BEFANA Nella notte della Befana…gli animali parlano. Resta ancora una credenza popolare castellese, dai più dimenticata. Raccomandavano i nostri antenati alla vigilia dell’Epifania: “ Fate magnà be’ e bestie perché stanotte parlono. Se magnono male, ve diranno male; se magnono bene, ve diranno bene!” Si sa nelle favole gli animali parlano, ragionano, ridono, piangono come gli umani. Che diranno di noi? Un’altra tradizione castellese e non solo…al ritorno d…alla messa in famiglia si diceva:”Auguri di Buona Pasquetta”. In alcune regioni come la Romagna ed il Veneto,l’Epifania viene chiamata Pasquetta. Può esserci una spiegazione: l’Epifania è la prima manifestazione della divinità o piccola Pasqua; la seconda grande manifestazione, la Pasqua di Resurrezione. Che cosa trovavano i bambini sotto la cappa del camino?

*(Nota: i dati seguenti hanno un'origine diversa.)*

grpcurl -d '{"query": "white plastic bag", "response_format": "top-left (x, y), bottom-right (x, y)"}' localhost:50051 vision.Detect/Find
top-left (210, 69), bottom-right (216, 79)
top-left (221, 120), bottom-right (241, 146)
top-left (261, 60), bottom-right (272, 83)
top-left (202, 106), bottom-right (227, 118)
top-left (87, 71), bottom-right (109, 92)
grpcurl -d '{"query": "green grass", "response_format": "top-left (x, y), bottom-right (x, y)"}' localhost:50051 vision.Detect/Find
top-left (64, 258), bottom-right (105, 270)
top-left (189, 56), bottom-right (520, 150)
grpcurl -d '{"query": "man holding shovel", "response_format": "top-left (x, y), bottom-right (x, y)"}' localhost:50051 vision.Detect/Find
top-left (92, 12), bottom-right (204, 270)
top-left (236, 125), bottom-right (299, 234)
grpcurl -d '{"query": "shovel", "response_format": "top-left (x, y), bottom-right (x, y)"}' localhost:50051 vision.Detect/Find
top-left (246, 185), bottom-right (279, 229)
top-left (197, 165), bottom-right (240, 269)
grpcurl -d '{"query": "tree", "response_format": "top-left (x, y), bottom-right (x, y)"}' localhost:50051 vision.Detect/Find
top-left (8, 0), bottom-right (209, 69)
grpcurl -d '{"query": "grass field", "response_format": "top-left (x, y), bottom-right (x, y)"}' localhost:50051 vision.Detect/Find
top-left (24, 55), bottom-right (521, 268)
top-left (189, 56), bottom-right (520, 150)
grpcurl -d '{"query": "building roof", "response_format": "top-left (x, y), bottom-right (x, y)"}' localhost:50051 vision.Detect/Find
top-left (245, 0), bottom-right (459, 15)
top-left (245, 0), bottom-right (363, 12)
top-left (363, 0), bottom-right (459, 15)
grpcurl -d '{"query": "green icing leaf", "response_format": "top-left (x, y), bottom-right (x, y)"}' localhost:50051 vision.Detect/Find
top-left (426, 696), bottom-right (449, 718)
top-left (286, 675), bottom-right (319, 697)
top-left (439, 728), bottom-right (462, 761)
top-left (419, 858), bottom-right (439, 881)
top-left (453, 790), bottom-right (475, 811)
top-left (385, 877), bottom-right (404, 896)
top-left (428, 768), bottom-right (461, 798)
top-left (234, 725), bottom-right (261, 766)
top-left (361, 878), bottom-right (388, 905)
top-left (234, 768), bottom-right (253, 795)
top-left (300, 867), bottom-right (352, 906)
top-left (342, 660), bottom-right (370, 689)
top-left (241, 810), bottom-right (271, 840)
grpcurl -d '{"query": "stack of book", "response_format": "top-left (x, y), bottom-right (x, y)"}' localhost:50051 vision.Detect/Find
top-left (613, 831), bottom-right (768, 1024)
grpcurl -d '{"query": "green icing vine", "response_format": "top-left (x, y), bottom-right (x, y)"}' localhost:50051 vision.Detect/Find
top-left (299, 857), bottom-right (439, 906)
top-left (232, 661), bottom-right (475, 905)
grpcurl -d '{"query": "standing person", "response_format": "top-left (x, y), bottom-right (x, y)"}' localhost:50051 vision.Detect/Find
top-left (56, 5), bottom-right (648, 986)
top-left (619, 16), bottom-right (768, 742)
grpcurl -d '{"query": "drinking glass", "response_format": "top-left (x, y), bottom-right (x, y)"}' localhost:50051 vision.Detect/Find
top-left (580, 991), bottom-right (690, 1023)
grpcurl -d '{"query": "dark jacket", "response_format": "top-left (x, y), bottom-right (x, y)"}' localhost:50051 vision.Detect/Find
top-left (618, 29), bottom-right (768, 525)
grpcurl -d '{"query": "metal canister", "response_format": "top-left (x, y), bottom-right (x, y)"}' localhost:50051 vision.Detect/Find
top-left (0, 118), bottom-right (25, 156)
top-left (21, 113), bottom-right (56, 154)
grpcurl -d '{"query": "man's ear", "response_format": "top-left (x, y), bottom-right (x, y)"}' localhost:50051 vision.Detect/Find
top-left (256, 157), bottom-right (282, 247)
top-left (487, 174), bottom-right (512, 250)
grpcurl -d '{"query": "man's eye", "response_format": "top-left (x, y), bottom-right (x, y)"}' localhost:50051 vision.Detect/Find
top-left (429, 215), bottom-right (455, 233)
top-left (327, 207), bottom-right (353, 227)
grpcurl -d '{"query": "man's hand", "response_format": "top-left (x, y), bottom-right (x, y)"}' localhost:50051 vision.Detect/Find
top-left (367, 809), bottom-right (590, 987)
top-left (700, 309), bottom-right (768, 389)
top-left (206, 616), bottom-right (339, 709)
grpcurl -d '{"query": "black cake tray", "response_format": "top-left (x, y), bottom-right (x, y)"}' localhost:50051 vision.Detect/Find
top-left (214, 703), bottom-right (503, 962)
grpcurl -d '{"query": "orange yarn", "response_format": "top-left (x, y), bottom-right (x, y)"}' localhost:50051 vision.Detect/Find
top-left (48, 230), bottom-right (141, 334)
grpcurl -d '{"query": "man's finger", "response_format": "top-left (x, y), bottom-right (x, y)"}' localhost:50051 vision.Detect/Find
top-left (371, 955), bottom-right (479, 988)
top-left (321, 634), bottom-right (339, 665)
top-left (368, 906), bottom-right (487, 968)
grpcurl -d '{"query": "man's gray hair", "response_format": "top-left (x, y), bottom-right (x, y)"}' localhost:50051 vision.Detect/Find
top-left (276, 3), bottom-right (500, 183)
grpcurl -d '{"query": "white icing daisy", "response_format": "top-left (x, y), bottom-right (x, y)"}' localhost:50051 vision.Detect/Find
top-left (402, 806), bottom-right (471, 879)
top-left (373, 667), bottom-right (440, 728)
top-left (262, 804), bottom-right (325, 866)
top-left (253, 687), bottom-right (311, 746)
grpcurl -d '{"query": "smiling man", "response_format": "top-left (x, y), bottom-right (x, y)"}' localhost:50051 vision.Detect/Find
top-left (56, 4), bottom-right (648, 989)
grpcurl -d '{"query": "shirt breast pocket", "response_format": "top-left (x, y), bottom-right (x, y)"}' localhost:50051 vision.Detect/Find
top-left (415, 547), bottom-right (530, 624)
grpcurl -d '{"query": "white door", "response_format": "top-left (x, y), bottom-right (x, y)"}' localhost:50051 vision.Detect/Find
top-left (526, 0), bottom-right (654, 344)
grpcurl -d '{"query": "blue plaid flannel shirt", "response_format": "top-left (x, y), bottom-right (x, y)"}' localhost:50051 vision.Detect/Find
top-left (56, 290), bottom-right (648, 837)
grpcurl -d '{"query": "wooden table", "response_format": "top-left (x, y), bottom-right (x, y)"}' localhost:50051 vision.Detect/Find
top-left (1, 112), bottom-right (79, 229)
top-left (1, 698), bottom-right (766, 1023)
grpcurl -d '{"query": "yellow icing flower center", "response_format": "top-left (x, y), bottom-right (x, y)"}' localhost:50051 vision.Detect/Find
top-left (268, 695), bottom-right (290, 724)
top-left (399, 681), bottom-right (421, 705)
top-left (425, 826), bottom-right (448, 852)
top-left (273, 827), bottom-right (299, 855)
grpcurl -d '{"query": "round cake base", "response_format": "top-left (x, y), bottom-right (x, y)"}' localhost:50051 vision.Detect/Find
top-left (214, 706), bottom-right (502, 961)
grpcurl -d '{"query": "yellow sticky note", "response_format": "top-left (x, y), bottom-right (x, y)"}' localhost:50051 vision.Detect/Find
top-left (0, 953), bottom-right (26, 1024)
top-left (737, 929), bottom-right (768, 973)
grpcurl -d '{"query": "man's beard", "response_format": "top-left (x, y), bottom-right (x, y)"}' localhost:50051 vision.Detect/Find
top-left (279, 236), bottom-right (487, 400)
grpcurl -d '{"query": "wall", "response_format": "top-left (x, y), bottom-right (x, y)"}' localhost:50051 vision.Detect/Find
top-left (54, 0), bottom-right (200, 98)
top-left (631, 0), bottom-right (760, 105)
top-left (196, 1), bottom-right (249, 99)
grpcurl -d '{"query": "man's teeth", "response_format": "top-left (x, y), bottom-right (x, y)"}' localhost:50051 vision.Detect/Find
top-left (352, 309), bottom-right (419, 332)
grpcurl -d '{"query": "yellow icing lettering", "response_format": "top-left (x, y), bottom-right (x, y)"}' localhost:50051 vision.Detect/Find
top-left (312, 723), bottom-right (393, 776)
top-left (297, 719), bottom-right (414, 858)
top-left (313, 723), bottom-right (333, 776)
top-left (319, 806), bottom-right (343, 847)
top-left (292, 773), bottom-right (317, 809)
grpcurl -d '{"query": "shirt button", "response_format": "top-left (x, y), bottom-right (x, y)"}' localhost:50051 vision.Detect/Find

C’era una calza ( a carzetta, o pedalino, frutto dello sferruzzare delle nonne ) con dentro i soliti dolci natalizi e l’aggiunta di fichi secchi, arance, mandarini e carbone per i bimbi cattivi. Per i più fortunati la sorpresa era un cavallino a dondolo, di legno colorato.
Detto castellese: “Quanno riviene a Befanìa
Tutte e feste se le porta via.
Ma S. Benedetto ce ne porta un antro sacchetto.”